I don’t know if it was this blog or another but a rancher pointed out if we feed grain to fatten up cattle, why do our nutrition scientist think that would not be true for humans. That what the change food chart did in the 1970 and after that obesity rules, more grain more fat.

MarkW
Reply to  JP66
August 12, 2022 7:55 pm

Unless you are arguing that the changes in meat consumption was the only thing that changed then your chart is close to useless.

guidoLaMoto
Reply to  JP66
August 12, 2022 11:38 pm

The chart, assuming we can trust the data, shows an absolute risk reduction of a mere 5-6%….(a) now show as a graph of all cause mortality changes–It’s zero risk reduction (I don’t have time to do your homework looking up the data)…and, (2) Now show us a graph comparing fat in diet vs misery & anxiety index.

guidoLaMoto
Reply to  guidoLaMoto
August 13, 2022 12:14 am

Here’s your homework– https://academic.oup.com/ajcn/article/102/6/1563/4555183?login=false

They use the stat trick of reporting Relative Risk Reduction to turn unimpressive fractional differences into impressive 2-digit percentage differences…Scroll down to the data tables for All Cause Mortality. Dietary fat intake & lipid levels are divided into quintiles. The All Cause Mortality Absolute Risk Reduction has a range of only 1.5% differences, with the lowest being the middle quintile (not statistically significant)….

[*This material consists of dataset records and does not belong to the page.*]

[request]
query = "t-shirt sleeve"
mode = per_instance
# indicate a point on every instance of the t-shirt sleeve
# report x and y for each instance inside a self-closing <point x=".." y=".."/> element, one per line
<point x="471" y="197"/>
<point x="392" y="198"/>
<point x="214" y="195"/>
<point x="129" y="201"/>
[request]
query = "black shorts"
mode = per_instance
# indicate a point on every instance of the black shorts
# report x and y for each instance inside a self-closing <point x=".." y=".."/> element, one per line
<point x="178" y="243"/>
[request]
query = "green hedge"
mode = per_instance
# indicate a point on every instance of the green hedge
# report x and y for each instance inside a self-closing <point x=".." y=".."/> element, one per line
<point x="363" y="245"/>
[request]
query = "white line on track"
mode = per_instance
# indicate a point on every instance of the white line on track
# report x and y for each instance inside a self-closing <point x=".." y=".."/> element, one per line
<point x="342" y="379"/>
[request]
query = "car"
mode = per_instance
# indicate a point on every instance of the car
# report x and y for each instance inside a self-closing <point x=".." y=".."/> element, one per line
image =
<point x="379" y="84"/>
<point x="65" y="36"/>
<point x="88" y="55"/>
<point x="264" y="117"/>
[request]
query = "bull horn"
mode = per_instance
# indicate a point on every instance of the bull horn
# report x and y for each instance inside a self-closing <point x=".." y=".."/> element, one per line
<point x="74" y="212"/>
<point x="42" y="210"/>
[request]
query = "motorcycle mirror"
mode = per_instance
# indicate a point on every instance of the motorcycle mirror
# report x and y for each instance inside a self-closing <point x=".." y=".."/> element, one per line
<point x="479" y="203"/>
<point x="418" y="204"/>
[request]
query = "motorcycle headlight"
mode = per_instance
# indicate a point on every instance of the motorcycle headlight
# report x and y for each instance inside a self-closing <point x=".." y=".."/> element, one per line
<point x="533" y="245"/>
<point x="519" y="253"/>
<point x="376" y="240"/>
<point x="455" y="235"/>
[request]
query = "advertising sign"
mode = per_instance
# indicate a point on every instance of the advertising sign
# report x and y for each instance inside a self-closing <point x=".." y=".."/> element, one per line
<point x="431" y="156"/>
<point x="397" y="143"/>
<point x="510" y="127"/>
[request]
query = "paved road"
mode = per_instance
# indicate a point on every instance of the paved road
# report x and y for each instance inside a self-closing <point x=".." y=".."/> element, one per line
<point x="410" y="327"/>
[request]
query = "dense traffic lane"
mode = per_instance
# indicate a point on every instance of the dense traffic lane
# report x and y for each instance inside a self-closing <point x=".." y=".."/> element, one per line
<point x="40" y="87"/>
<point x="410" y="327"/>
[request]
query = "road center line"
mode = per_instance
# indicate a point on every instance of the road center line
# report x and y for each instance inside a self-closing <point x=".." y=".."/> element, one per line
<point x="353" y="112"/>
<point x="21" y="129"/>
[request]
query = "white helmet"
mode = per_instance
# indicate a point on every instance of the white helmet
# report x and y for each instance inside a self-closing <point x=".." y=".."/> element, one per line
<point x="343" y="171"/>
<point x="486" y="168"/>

…and in regards misery– vegetarians are 67& more likely to suffer from depression than meat eaters. https://research-information.bris.ac.uk/en/publications/vegetarian-diets-and-depressive-symptoms-among-men

MarkW
Reply to  JP66
August 12, 2022 7:55 pm

Same comment as before.

JP66
August 12, 2022 5:04 am

Effect of a diet high in vegetables, fruit, and nuts on serum lipids
Relationship Between a Plant-Based Dietary Portfolio and Cardiovascular Disease
Effects of cereal and vegetable fiber feeding on potential risk factors for colon cancer
Mediterranean, vegetarian and vegan diets . . . recommendations for lowering lipids
l enjoy this site as it is filled with many people whose understanding of climate and science is remarkable, but the resistance to the idea that a plant based diet is overall healthier than one that includes meat is astonishing to me. Yes, I agree eating meat is not a death sentence, but the evidence is pretty clear that eliminating processed foods is beneficial and so too is eliminating meat.

I had no idea how emotionally charged this issue has become.

Stanb999
Reply to  JP66
August 14, 2022 2:50 am

What does processed foods and plain cooked meat have in common?